Surnommé Pipe, en raison d’un tour qu’il exerce, un petit chien de cirque s’échappe pour fuir les mauvais traitements de son dresseur…
Littérateur protéiforme, aussi bien poète que dramaturge ou romancier, figure de provincial solitaire bien que remarqué par Gide et Mallarmé, Francis Jammes compose, sur la fin de sa vie, un petit roman ancré dans son Pays basque, sorte de voyage picaresque faisant aussi figure d’autoportrait en canidé.
Dès les premières lignes du texte, nous sommes mis sur la piste par les mots « Pipe était chien, mais il aurait pu être auteur », une pique cynique à ses condisciples de plume autant qu’un indice sur son identification à son protagoniste à quatre pattes. Animal de cirque sous un mauvais chapiteau, où la violence est le traitement habituel des plus forts envers les animaux comme les femmes, dans un univers qui rappelle Dumbo (après tout sorti seulement huit ans après ce roman), Pipe y apprend qu’il faut faire le beau pour obtenir sa pitance et choisir entre le gîte, les coups et le couvert, ou une liberté solitaire et sans ressources. Ses pas l’entraînent à Bayonne et, de rencontre en rencontre, Pipe balaie toutes les couches de la société, des plus humbles au plus privilégiées. S’il peut s’y plaire un certain temps, il finit toujours, d’une façon ou d’une autre, par en être chassé, comme le romancier qui malgré l’appréciation de ses talents de plume, retourne à son Sud solitaire et replonge dans la religion catholique avec ferveur, ce qui n’est pas sans faire écho au destin de Pipe.
Satire des puissants, de la mesquinerie et de l’hypocrisie des hommes, mais aussi de leurs lubies et de leur inconséquence, de leur bêtise et de leur cruauté, ce récit social à sa façon est aussi un road trip local très ancré dans son terroir, où les passions dominantes sont des humeurs du corps telles que la faim, la fatigue, ou les réflexes acquis à force d’entraînement.

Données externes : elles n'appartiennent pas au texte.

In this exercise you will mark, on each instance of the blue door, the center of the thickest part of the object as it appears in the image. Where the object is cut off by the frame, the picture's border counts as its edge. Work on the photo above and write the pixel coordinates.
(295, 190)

À la fois éminemment prosaïque et soigneux dans son vocabulaire, voire parfois légèrement ampoulé dans son style, ce texte tout en contrastes accomplit dans son schéma narratif une boucle quasi parfaite. On ne s’ennuie pourtant jamais à suivre les péripéties du petit animal, car même si certains événements semblent répétitifs, c’est l’humour piquant et la critique acerbe qui leur offrent toute leur saveur. En revanche, le texte a largement vieilli dans sa morale et ses valeurs : religieux, volontiers raciste, Francis Jammes est un narrateur clairement d’un autre temps, et pas seulement parce qu’il emploie un vocabulaire et des tournures de phrases datés.
Le texte se lit comme une fable ou un conte pas vraiment philosophique, ou alors d’une philosophie très terrienne, un genre de bon sens paysan mais lettré. C’est une curiosité qui dépayse à la fois dans le temps et dans l’espace, qui parvient à nous projeter aux côtés de Pipe comme si on n’y était, que l’expérience soit parfois agréable ou parfois déplaisante.